From the outset, let me say that although Israelis often criticize their health and education systems, as an American-Israeli I can assure those critics that both the health and education systems, while certainly not perfect, are very good compared to most other countries. Let me also say that in a country which has very high defense and security expenditures for obvious and unavoidable reasons, the budget for social issues of all kinds is not bankrupting the country, as it is so many others in the Western world. Indeed, as we have pointed out, Israel's economic and financial situation is an object of envy to many.

The contentious issue of affordable housing availability is actually the easiest to address. It is a simple case of supply and demand. Demand is high and rising due to various factors but supply is not keeping up. The most important reason for that is that the state owns too much of the land of Israel and is releasing it for public and private housing development too slowly. End of story.

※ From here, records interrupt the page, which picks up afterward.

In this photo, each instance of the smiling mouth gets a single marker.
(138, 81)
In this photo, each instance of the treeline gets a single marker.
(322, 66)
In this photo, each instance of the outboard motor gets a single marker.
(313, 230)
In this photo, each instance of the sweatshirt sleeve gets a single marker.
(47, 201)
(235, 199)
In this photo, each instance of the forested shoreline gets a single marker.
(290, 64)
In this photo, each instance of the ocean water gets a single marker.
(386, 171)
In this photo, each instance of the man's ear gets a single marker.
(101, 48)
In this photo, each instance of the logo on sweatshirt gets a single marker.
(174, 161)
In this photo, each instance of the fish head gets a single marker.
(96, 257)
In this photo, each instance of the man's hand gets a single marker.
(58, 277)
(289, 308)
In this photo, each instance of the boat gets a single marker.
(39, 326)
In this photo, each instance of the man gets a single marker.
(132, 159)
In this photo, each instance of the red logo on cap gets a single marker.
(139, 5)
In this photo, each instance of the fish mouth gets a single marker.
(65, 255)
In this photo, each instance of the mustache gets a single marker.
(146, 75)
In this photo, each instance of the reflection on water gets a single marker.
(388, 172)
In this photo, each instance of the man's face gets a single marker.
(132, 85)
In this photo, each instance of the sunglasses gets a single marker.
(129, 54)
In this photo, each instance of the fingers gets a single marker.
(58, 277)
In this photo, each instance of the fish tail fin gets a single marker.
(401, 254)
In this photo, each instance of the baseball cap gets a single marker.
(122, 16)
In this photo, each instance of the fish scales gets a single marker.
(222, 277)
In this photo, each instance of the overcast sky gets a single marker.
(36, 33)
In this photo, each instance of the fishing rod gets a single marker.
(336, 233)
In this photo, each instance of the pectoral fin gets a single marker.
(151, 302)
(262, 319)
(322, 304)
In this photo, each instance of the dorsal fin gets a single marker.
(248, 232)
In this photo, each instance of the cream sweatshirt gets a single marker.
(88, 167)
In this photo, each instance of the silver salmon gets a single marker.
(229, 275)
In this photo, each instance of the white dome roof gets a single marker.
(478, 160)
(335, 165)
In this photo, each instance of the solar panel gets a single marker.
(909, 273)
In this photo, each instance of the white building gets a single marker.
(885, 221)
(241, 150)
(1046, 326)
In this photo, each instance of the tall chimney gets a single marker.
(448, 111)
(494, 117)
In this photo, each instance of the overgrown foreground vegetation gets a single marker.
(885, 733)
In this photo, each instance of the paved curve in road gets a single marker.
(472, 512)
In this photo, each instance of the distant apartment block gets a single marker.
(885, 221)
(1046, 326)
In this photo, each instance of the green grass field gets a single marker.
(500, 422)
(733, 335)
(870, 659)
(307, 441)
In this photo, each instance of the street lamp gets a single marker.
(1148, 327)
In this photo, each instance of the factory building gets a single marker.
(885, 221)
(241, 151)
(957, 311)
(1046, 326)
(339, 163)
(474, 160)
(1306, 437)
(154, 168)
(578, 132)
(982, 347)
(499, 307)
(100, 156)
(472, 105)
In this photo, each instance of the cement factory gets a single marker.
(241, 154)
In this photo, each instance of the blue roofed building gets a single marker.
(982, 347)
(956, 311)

Organized crime is a serious problem, but since it is largely connected to the illegal drug trade, a solution is at hand, and one that is gaining full or partial acceptance in many places, including several states in the US. Marijuana, cocaine and heroin consumption should be decriminalized and marijuana completely legalized, along with expanded education and treatment programs. It has been proven over and over again that prohibition of substances that people want simply does not work. Also, if it's legal you can tax it and improve the budget balance! Again, end of story.

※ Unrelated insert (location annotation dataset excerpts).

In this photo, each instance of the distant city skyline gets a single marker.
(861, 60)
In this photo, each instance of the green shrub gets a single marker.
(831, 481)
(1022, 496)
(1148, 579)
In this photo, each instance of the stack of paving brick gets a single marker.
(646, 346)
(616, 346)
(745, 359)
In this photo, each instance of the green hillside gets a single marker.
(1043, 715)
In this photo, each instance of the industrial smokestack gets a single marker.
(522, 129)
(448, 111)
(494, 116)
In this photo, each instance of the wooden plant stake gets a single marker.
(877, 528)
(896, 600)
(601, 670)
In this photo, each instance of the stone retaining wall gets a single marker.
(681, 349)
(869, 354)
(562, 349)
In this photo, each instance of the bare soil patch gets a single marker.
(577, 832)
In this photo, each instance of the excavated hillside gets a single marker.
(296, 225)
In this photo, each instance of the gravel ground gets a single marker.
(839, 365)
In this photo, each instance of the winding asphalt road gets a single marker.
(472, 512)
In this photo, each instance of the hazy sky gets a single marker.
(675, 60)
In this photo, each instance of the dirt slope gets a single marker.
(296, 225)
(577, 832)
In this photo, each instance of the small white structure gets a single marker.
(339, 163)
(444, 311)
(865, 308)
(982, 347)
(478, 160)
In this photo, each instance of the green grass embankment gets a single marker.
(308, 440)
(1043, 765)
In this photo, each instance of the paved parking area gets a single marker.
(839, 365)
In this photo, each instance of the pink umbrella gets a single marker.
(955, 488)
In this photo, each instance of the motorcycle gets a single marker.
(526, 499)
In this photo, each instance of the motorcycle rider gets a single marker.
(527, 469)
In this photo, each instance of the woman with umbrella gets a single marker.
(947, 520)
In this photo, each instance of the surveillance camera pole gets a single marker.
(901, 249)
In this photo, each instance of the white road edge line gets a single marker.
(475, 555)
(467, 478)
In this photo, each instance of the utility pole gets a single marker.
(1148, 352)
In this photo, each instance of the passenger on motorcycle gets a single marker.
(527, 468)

Corruption associated with drugs would be addressed as above. Political corruption; that is, misappropriation of public funds by public officials, is a world-wide phenomenon and always has been. The solution is a combination of paying officials adequately and effective investigation by the authorities charged with that responsibility. It will never disappear but it can be rendered manageable.

Now come the harder problems: class, ethnic and religious. Israel need not go down the path of the rest of the capitalist world, with ever-increasing income disparities. It needs to be clarified, first, that the real problem is not income disparity, which is a symptom. The real problem, here as elsewhere, is wealth disparity (wealth defined as income-producing assets). That problem can be best addressed by encouraging programs that spread as widely as possible the ownership of capital assets among the population as a whole, through such mechanisms as cooperatives, employee stock ownership plans (quite common in Israeli high-tech) and community investment trusts. The models exist in various parts of the world and should be studied, adapted to local conditions, and adopted.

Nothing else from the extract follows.